The paper received highly diverging reviews of 1, 5, 6, 6, 8. Here is a summary of the discussions and the rationale for my decision:

  • Reviewer RejD who gave a score of 1, explicitly mentioned that "The notion of a BCI backdoor vulnerability is unfounded". I respectfully disagree with this and applaud the authors for exploring a novel, interesting, and forward-thinking problem in the sensitive area of BCI.

  • However, other issues were also identified. The paper was found to be somewhat difficult to understand. For instance, the concept of "stealth" felt unclear and lacked proper definition and justification. Another shortcoming is the absence of benchmarking against recent time-series or signal-processing attack methods. Additionally, the paper does not include a clear discussion of ethics, which is essential for a topic like this. The analysis was generally found to be a bit limited in scope and depth w.r.t. backdoor defense mechanisms.

  • Reviewer RejD agrees with these shortcomings.

  • Reviewer uEuL who gave a score of 8 agrees with the shortcomings regarding clarity and insufficient benchmarking, however, strangely did not change their score after agreeing with these key issues.

  • Reviewer dg1E also agrees with the limitations of the benchmarking and analysis in the paper.

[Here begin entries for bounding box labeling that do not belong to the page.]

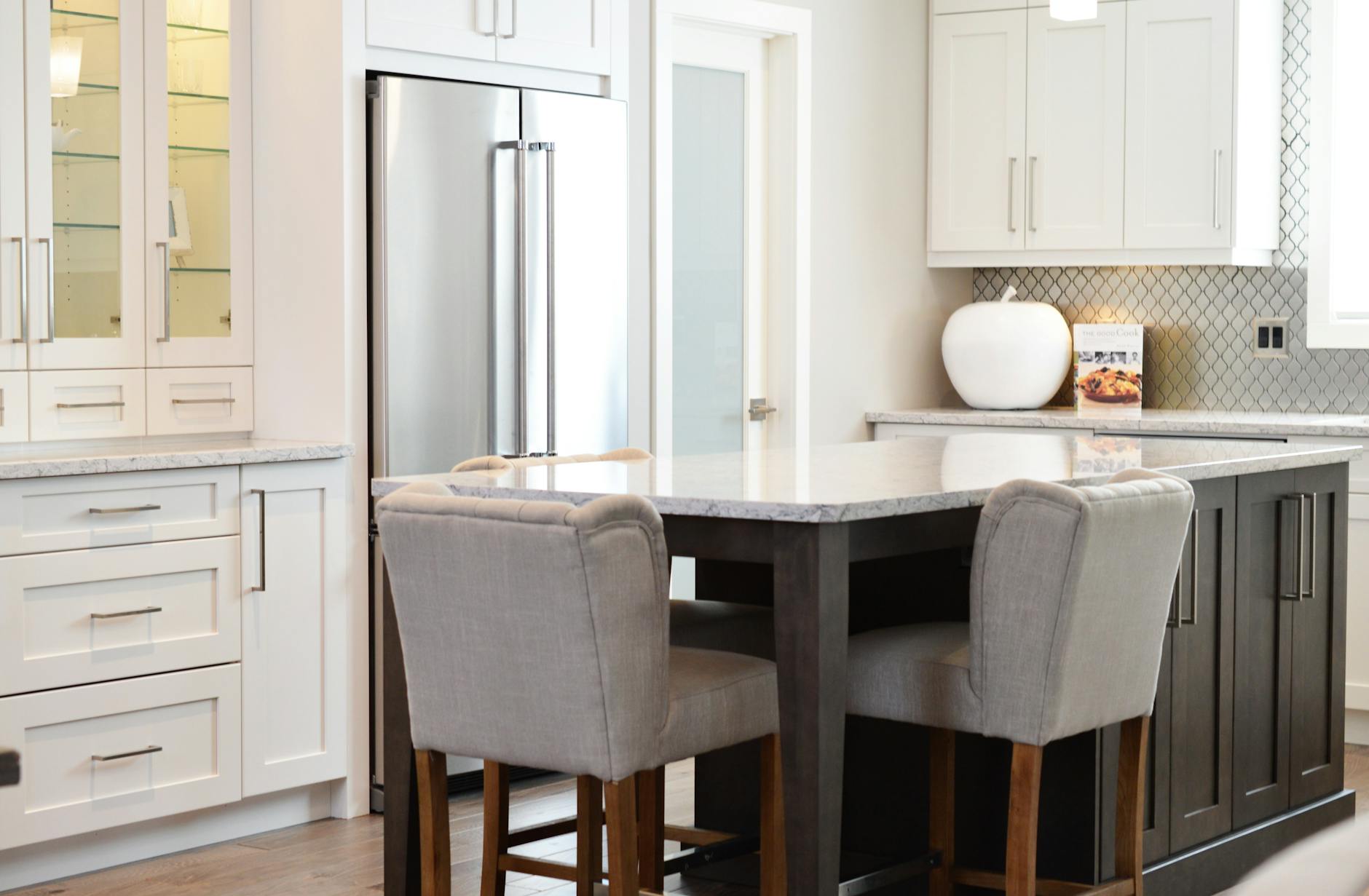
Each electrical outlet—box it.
[1250,317,1288,358]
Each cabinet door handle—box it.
[39,237,53,344]
[248,488,266,591]
[90,606,162,619]
[9,237,28,342]
[90,747,162,762]
[1212,149,1221,230]
[90,504,162,515]
[1008,156,1017,234]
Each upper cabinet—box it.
[366,0,613,75]
[928,0,1282,266]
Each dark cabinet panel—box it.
[1169,479,1236,852]
[1288,467,1349,806]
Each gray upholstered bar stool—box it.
[376,483,786,896]
[848,471,1194,896]
[451,448,775,659]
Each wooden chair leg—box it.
[414,750,451,896]
[479,761,509,896]
[761,734,789,896]
[1005,744,1042,896]
[1117,715,1150,896]
[636,767,666,893]
[604,777,638,896]
[575,774,604,896]
[927,728,955,896]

Overall, taking everything into account and reducing the impact of the two extreme scores (1 and 8) due to the reasons mentioned above, I believe the paper is still slightly below the threshold for acceptance. However, I highly encourage the authors to continue this line of work and further polish the paper for another round of submission. Better presentation and clarity of the work (e.g., specific definitions), followed by more benchmarking and analysis/discussions, will make the paper acceptable in my opinion.